Wet from a rainy run outside, Sweet Husband hands me a warm coffee as I look up from my blankets and laptop.
"Thanks. I got the grocery list done, but I need to go down and see what we have in the kitchen," I tell him.
"Mm, I think there's a lunk of pork in the freezer...and some linguine noodles."
"Yeah, we should use that up."
The grocery list is the second of three lists I need to complete, but I decide that the last one--nailing down our furniture budget for moving--can wait until later in the day, when we have time to sit down together and hammer out the math.
From the other room, I hear the Kid playing, making up voices for his action figures. "And here we have a war turtle....OK, everyone HOLD ON."
I've been worried about him this week. Not big, stop-everything-and-take-care-of-it worries, but the little niggling stuff that runs through your brain at 3 a.m. He kept complaining of a tummy ache all week, but I think it was because he was nervous about his school music program on Thursday.
I kept trying to draw him out to talk about it, but it's such a foreign experience for me that I was having trouble. "You know, mommy gets that feeling in her tummy every time I have to go to court, but sometimes it actually makes me do better. Sometimes you just have to ignore it and do what you have to do." He looked skeptical.
"I just don't feel full of love," he told me, at another point. We remedied that with a bear hug and an extra story, but it made my heart twinge. He's getting the short end of the stick re: moving--changing schools, again--and he isn't saying much about it, but I wonder what's happening in his head. Little Miss "I'm Three and Fierce" is definitely the squeaky wheel right now, and it makes me worry that he's not actually getting enough attention.
"Can I tell you about a Pokemon I want?" he interupts my thoughts, running in and jumping on the bed with me amidst my notebook and laptop and phone. "His name is War Turtle.
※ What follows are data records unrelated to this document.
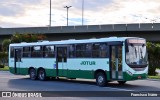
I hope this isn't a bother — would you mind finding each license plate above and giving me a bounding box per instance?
[138,76,141,79]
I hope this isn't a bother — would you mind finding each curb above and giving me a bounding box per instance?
[147,78,160,81]
[0,71,9,72]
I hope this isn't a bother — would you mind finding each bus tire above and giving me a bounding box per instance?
[118,81,126,84]
[96,72,107,87]
[29,68,37,80]
[38,69,46,81]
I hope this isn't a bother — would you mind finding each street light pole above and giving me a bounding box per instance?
[64,6,72,26]
[145,17,159,28]
[49,0,52,27]
[82,0,84,25]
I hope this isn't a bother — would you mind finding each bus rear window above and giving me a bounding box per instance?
[10,47,14,58]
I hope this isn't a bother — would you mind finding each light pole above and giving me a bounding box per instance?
[145,17,160,28]
[82,0,84,25]
[49,0,52,27]
[64,6,72,26]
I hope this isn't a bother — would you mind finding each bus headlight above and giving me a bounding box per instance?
[126,70,133,76]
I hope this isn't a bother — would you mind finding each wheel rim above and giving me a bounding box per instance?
[39,70,44,80]
[98,75,104,84]
[30,70,35,79]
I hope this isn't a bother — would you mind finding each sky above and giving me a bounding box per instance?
[0,0,160,28]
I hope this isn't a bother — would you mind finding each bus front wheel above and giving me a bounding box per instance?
[96,72,107,87]
[38,69,46,81]
[29,69,37,80]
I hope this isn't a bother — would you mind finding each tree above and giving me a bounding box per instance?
[2,39,11,53]
[0,52,8,68]
[147,42,160,76]
[0,33,47,68]
[10,33,22,43]
[0,39,11,68]
[10,33,47,43]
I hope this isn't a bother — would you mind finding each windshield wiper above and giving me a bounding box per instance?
[140,48,143,59]
[135,47,137,58]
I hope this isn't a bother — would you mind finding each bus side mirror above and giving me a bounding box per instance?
[142,44,145,47]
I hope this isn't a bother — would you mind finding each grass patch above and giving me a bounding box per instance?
[148,75,160,79]
[0,66,9,71]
He has cannons on his arms, and he also has a big crest that comes up like this!" His hands fly up like antennae.
"Did you remember to put your tooth under your pillow last night?" I ask. Knowing that he forgot, but also that he was counting on some tooth fairy cash to fund his Pokemon acquisition.
"No, but I'm going to remember tonight!" he exclaims as he runs back to his toys.
I add "Tooth Fairy" to one of my lists, and wonder about the silence downstairs from Little Miss. While she's not making much noise, I can hear the reassuring superhero voices of "PJ Masks" coming from the TV. With the invention of on-demand shows, there's little need to have a designated "Saturday morning cartoon time" anymore, but it's a tradition I'm glad we've discovered, nonetheless.
I look at the clock and debate whether we're going to make it to her Saturday morning gymnastics class. I feel guilty paying for it and not going, and it's also such a good time for her to run off some energy. But we need to go to the grocery store, too. I want a lazy Saturday, and the thought of doing both seems decidedly the opposite. "Eh, if we make it, we make it," I decide, "If not, oh well." That basically means we won't--getting two kids and myself dressed and anywhere on time requires much more intention than that--but leaving myself open to the possibility makes me feel better.
Little Miss has been a piece of work lately, and I do worry that we definitely don't monitor her cartoons as carefully as we did with the Kid when he was three. Regardless of the underlying cause, though, her feelings are loud and rarely subject to interpretation, which can be refreshing.
It's such a fine line between raising a woman who knows how to ask for what she wants and raising a brat, but--despite the day-to-day difficulties--I currently have no urge to squelch her. In fact, most of the time I wish I was more like her. I mean, I'm not planning to have a public tantrum about that weird nub on my left sock anytime soon, but I'd like to bottle up that passion and use it to ask for other things in my life.
And then my phone buzzes with an email I really need to answer. I hear the "PJ Masks" end credits song start to play, as I swallow the last bit of my coffee. I still need to go downstairs and do a quick look through the pantry before we go to the store, and the kids are undoubtedly getting hungry. I could probably stay here, in my cozy nest with my thoughts and lists, a few minutes longer, but it seems like it's probably time to start the day.